Freeways course through California's landscape like raging rivers, each with its own danger level based on flow and volume, hidden hazards and seemingly safe eddies that belie swift undertows.

The 405, wide and powerful as the Mississippi; the Pasadena Freeway, one treacherous serpentine canyon after another; the 5, furious and full from bank to bank; the 15 over Cajon Pass, a crushing waterfall of speeding cars and 18-wheelers.

Falling out of the raft -- finding oneself on foot on the freeway -- is a primordial fear endemic to Southern California's car culture. It's a horror almost everyone has witnessed, accidents waiting to happen: the middle-aged couple huddled around a callbox; the man talking on a cellphone in the fast lane behind his disabled SUV, cars and trucks flowing around him as if he were a boulder; the family outside a broken-down van, Dad under the hood, Mom herding the kids away from traffic.

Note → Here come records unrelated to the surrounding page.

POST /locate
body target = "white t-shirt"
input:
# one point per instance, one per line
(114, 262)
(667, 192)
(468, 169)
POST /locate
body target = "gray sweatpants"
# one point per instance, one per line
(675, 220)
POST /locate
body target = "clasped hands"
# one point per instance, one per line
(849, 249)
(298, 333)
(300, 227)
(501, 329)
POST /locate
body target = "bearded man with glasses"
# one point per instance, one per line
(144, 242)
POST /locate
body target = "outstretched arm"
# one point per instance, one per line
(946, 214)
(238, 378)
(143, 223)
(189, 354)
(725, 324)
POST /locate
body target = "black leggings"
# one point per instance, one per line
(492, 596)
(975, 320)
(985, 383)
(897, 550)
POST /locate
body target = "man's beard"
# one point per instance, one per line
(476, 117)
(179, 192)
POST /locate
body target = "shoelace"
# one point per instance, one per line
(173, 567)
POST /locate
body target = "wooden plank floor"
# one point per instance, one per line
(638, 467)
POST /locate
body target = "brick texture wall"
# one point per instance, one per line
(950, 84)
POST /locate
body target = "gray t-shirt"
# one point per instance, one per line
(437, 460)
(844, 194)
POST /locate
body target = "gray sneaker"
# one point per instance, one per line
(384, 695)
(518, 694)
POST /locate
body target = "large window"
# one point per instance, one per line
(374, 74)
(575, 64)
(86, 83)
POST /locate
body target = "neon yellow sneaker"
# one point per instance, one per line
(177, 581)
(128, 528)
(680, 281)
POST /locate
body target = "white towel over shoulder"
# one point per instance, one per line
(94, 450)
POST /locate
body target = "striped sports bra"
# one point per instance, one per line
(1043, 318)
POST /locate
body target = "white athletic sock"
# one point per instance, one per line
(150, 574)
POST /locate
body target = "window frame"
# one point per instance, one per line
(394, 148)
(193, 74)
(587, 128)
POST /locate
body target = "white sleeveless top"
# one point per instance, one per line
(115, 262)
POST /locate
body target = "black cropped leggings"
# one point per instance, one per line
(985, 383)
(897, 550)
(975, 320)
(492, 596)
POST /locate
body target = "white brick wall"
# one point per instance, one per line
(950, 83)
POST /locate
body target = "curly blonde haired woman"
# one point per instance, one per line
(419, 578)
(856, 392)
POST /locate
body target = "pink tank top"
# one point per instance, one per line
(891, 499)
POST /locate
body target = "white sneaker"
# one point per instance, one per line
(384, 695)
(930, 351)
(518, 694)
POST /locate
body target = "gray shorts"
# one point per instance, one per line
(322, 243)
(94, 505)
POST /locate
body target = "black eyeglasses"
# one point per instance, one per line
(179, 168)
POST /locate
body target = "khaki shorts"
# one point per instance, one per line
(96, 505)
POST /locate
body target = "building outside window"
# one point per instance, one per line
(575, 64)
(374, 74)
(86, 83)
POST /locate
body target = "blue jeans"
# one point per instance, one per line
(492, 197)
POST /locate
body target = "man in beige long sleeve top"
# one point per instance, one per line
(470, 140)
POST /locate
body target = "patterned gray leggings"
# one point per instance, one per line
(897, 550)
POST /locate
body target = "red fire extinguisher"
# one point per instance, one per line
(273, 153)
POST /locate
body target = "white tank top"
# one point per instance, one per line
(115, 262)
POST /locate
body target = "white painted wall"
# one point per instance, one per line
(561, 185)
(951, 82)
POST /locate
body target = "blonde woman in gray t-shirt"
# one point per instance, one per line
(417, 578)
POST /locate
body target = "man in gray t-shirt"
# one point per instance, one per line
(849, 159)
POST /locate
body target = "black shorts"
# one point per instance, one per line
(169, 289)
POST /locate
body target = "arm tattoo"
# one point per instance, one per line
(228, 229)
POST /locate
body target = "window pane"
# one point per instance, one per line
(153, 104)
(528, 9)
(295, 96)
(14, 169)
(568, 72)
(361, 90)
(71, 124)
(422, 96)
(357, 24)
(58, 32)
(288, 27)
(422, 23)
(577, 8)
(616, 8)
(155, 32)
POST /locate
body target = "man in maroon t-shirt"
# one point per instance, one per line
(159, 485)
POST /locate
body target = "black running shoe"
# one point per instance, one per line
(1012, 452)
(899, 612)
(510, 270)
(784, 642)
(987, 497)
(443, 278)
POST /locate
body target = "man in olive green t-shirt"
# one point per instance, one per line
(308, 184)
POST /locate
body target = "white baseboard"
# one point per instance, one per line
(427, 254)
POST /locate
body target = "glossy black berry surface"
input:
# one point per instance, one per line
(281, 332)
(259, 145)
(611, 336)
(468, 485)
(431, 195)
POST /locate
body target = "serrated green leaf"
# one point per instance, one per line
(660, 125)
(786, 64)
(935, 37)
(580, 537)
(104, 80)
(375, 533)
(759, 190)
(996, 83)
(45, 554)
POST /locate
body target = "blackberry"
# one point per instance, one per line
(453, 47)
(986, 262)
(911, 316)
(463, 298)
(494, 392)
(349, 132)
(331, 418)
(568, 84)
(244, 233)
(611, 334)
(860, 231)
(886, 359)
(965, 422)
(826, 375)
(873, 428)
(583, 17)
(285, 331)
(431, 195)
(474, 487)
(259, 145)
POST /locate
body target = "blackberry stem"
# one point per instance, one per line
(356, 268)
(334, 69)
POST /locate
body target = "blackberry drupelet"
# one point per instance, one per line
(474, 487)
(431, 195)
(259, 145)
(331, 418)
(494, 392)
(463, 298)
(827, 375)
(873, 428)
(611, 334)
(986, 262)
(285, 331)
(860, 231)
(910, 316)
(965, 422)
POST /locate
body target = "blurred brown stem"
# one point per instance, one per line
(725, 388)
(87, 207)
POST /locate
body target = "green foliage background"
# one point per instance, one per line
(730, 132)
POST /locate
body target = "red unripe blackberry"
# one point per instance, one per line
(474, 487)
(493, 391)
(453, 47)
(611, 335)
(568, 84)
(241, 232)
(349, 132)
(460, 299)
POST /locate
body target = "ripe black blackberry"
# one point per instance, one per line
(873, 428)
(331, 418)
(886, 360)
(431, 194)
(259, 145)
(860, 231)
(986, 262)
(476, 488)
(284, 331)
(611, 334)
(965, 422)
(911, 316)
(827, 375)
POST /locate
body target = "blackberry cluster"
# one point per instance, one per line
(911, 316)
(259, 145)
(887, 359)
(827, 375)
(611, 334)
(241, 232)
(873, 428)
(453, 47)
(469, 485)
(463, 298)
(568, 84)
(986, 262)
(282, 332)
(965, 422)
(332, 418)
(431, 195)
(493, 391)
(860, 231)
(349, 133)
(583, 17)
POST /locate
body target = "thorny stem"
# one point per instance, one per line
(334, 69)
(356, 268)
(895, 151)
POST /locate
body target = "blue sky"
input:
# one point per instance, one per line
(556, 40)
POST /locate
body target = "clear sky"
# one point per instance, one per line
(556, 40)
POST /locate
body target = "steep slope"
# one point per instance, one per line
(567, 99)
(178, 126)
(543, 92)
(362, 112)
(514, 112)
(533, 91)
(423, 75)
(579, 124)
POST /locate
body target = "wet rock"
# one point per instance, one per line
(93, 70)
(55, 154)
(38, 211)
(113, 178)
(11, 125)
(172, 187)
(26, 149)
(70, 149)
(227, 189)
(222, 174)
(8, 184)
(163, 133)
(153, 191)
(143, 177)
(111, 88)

Meeting one's maker as a pedestrian on a freeway occurs with surprising regularity. About 1 in 10 freeway deaths is a pedestrian.

Last year in Southern California, 81 pedestrians, ranging in age from 14 to 83, were struck down on freeways -- 14 of them on the 5 through Los Angeles County, the region's most unforgiving highway.

The circumstances that land people in this forbidding environment over the years range from the prosaic (involved in a fender-bender, stopping to switch drivers) to the bizarre.

What was a naked man doing walking on the Golden State Freeway? What are the odds that another naked man would be hit on the 105 just three months later? Why was a 91-year-old woman pushing a shopping cart on the 10?

The man who said goodnight to his 53-year-old wife can't explain how she ended up hours later walking on the Antelope Valley Freeway three miles from their home. The man who stood up in a convertible to remove his shirt probably would have waited if he knew he'd be blown onto the 15. And the 22-year-old skateboarder who decided to cross the 10 near downtown might have reconsidered had he known what awaited.

For some, including John Tun of Long Beach, destiny arrives with a flat tire.